Double-Blind: A Modern LITRPG -
Chapter 87
Kinsley led me into the crackhouse. Black graffiti covered the walls, and it stank of stale piss and cigarettes. Not exactly a sterile environment. There weren’t many healthy members of Roderick’s lodge around, and those present were too busy tending to the injured to pay any real attention to either of us as we walked between the rows of cots. I wasn’t certain why we were going into another group’s territory to discuss this, but she’d handled herself well enough outside that I was willing to temporarily give her the benefit of the doubt.
Kinsley held her hand out to a patch of wall and a doorframe appeared. It was the same height as her transportation spell, but this one was a much lighter shade of blue, closer to white.
“Thought your powers were offline,” I said.
“The… mobility option, yes. I think overfucker limited those specifically, so we couldn’t use them to transport lux or evacuate civilians when the event is over.”
“You’re probably right. Smart.”
Kinsley paused with her hand on the door knob. “You’re being nice.”
“Oh, I’m going to give you shit in a minute—and you know exactly why—but other than that, it seems like you’ve been handling yourself well,” I said. “So, what is this?”
“See for yourself.” Kinsley stepped aside and prompted me. I pulled the door open and stepped inside.
The inside felt like the lair of a goatee twirling villain. Plush red carpet sank beneath my feet, quickly soiled by the questionable state of my boots. There were tall brown bookshelves surrounding the room itself, with no legible titles on the books themselves, their spines either blank or scrawled on in unrecognizable chicken scratch. At the far edge of the room was a long glass window the length of a semi-truck’s trailer, giving a crystal clear view of the vibrant ocean beyond, with just a hint of sun on the surface far above.
“Please tell me that this has some practical application?” I noticed how annoyed I sounded a bit too late, but Kinsley paid me no mind.
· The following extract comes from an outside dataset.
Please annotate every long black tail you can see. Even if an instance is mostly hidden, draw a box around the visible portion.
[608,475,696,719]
She moved around me and approached the center of the room, where two chairs sat opposite of each other around a low, polished table that reflected the sheen of the ocean from the window above.
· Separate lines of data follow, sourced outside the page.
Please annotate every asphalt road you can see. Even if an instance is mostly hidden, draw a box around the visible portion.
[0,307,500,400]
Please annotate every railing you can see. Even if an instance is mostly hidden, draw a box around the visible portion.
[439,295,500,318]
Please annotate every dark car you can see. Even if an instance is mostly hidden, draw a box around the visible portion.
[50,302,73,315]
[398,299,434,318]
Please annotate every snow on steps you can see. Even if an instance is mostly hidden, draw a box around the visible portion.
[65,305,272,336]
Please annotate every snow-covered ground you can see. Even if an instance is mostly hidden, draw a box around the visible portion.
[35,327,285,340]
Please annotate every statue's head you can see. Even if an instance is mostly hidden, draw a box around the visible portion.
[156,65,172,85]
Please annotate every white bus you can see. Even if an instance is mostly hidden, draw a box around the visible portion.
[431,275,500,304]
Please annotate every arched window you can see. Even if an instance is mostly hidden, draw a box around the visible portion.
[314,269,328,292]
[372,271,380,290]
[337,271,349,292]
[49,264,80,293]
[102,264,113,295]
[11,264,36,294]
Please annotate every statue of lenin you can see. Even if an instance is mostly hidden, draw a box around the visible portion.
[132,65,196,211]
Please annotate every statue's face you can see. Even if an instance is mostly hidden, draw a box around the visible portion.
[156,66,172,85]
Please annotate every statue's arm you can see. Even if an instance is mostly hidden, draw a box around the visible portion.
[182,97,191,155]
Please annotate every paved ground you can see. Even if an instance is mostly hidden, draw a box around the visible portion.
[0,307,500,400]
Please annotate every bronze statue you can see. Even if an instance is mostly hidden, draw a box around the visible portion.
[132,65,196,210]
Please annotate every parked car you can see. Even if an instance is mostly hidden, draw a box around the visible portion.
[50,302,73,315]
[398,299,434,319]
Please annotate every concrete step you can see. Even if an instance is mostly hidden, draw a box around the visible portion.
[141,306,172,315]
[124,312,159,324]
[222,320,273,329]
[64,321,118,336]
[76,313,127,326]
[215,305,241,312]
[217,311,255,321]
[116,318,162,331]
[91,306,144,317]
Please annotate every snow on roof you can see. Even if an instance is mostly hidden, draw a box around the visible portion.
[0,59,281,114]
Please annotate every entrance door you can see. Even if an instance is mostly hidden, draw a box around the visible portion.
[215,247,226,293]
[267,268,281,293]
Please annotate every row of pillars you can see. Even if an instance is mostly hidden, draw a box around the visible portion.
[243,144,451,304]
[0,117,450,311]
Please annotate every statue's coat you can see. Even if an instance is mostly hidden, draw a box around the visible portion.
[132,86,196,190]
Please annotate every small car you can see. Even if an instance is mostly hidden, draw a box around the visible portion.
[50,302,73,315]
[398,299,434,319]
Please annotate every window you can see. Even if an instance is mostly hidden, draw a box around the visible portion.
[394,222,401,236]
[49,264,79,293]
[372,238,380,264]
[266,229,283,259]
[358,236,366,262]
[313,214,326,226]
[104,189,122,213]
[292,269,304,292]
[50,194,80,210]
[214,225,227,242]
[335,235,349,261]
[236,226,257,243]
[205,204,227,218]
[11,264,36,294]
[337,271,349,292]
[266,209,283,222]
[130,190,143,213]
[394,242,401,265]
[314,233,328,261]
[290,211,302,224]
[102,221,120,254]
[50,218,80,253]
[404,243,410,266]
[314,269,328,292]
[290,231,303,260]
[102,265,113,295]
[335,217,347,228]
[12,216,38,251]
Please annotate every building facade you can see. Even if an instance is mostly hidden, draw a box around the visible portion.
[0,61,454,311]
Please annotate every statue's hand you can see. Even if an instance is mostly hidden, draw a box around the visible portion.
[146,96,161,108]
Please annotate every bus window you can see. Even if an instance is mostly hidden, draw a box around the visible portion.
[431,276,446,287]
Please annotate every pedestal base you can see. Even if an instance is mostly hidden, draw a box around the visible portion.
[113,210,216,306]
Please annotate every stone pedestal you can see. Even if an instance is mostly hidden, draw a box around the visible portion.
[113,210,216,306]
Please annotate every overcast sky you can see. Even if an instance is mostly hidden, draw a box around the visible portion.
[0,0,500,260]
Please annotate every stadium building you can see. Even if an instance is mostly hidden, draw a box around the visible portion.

“This is A skill assigned to Merchants who’ve hit Level 10. It lasts a maximum of eighteen hours, restricts communication based on parameters I set. No one can hear or find us. It allows or rejects people I choose. Actively rejects. As in I can say, “Fuck off, Bob,” and Bob will go flying off towards the door, kicking and screaming, knocking over shelves until he finds his way to the exit.” Kinsley sat in her chair, indicating her head towards the one across from it.
“That’s a very specific example,” I said.
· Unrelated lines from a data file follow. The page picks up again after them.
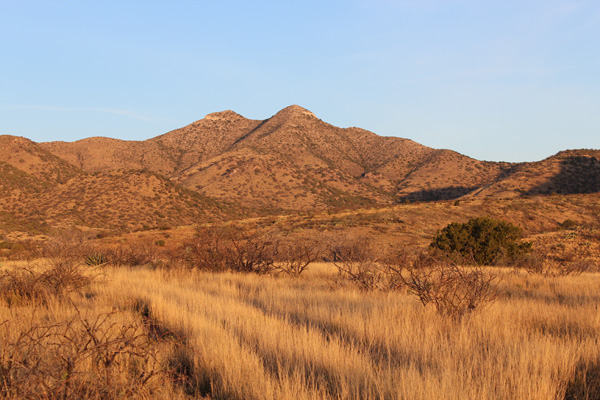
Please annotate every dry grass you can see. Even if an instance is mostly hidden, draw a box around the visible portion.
[0,264,600,399]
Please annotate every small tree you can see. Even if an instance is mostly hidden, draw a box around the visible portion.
[387,252,497,318]
[430,218,531,265]
[277,236,323,277]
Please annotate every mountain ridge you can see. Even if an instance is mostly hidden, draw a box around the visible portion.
[0,105,600,234]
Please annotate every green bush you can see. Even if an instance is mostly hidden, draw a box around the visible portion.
[430,218,531,265]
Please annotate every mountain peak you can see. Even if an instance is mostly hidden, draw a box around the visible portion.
[204,110,245,121]
[275,104,317,118]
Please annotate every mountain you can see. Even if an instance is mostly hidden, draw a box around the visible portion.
[0,106,600,238]
[41,105,511,210]
[470,150,600,198]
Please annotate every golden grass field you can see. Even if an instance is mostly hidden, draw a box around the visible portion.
[0,263,600,400]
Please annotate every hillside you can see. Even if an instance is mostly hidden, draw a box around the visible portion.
[0,106,600,238]
[471,150,600,198]
[41,106,510,211]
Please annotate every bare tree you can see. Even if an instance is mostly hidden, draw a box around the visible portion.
[276,236,323,277]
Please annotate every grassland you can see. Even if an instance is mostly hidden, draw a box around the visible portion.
[0,263,600,399]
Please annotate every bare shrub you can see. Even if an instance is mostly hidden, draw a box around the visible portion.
[0,259,94,306]
[387,252,497,317]
[0,312,164,399]
[225,229,278,274]
[105,242,159,267]
[182,228,227,272]
[276,236,323,277]
[331,235,398,291]
[183,227,278,274]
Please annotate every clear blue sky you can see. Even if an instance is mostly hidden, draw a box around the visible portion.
[0,0,600,161]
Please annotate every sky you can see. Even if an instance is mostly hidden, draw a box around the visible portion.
[0,0,600,162]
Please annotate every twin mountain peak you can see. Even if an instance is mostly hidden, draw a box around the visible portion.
[0,105,600,214]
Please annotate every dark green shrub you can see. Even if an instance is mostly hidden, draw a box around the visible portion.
[430,217,531,265]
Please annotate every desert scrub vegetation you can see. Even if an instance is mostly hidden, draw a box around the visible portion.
[0,263,600,399]
[0,260,190,400]
[98,264,600,399]
[430,217,531,265]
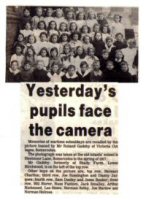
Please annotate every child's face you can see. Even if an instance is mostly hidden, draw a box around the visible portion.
[60,23,66,31]
[116,34,123,42]
[68,67,75,76]
[84,36,90,44]
[66,12,73,20]
[51,50,58,57]
[28,35,35,44]
[24,9,30,17]
[93,24,100,32]
[62,35,68,42]
[17,34,24,42]
[102,52,109,60]
[70,23,77,31]
[52,35,58,43]
[39,22,45,30]
[16,46,22,55]
[46,8,53,17]
[106,62,114,70]
[64,46,70,53]
[56,10,63,18]
[98,13,104,20]
[115,51,123,59]
[121,63,128,72]
[88,12,94,19]
[50,22,56,29]
[81,64,87,73]
[40,34,47,42]
[37,61,44,70]
[95,33,101,40]
[36,8,43,17]
[27,49,33,55]
[24,63,31,71]
[93,61,100,71]
[106,40,113,47]
[103,26,108,33]
[114,15,120,22]
[25,23,31,30]
[11,62,19,71]
[77,47,83,55]
[89,48,94,56]
[128,40,136,49]
[82,26,88,33]
[73,34,79,41]
[52,65,59,73]
[79,13,84,20]
[41,49,47,57]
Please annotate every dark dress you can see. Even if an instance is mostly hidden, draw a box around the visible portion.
[92,39,105,58]
[100,58,108,71]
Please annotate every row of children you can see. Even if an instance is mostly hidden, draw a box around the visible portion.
[8,57,134,82]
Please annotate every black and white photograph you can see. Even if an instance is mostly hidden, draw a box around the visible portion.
[6,6,139,83]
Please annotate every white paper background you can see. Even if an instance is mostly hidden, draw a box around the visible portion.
[0,0,146,200]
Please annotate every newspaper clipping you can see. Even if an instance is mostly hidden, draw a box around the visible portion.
[6,6,138,83]
[21,83,118,193]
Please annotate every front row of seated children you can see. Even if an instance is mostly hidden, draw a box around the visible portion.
[9,60,133,82]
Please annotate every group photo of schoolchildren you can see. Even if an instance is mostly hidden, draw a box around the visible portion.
[6,7,138,83]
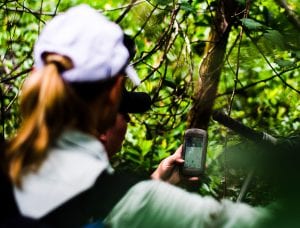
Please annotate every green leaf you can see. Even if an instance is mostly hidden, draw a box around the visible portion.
[264,29,285,49]
[240,18,265,30]
[274,59,295,68]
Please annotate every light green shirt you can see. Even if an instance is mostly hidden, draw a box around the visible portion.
[105,180,268,228]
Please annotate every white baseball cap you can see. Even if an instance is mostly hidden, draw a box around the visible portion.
[34,4,140,85]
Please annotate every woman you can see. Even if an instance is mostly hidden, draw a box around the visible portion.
[5,5,270,227]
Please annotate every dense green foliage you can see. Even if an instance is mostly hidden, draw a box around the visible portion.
[0,0,300,204]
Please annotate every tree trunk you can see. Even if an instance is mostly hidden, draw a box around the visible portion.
[188,0,243,129]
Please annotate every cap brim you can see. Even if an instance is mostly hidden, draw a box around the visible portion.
[125,65,141,86]
[119,90,151,113]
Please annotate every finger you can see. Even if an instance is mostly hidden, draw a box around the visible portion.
[175,158,184,164]
[173,145,182,158]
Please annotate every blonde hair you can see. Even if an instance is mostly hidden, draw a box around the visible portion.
[6,53,117,187]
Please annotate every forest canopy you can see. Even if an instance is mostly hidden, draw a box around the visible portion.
[0,0,300,204]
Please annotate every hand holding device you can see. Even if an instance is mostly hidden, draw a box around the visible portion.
[181,128,207,176]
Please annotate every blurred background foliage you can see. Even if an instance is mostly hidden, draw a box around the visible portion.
[0,0,300,205]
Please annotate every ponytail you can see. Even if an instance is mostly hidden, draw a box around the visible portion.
[6,54,72,187]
“Maybe it happened, maybe it didn’t.”
“Any chance you can do the opposite? Use it to summon a person in particular?”
“No. First thing I tried.” Her face turned crestfallen. “Anyway, the real upside is the cooldown time. Twenty hours. If revealing myself as a merchant does bite me in the ass, I can basically hide here indefinitely, exit for a couple of hours, activate it again as soon as it comes off cooldown. Almost untouchable.”
There was an uncomfortable pause in the conversation as Kinsley reached down beside her chair and opened a small white-top cooler, withdrawing a red soda. She offered me one, and frowned when I declined.
“Ellison—“
“Is he in immediate danger?” I interrupted.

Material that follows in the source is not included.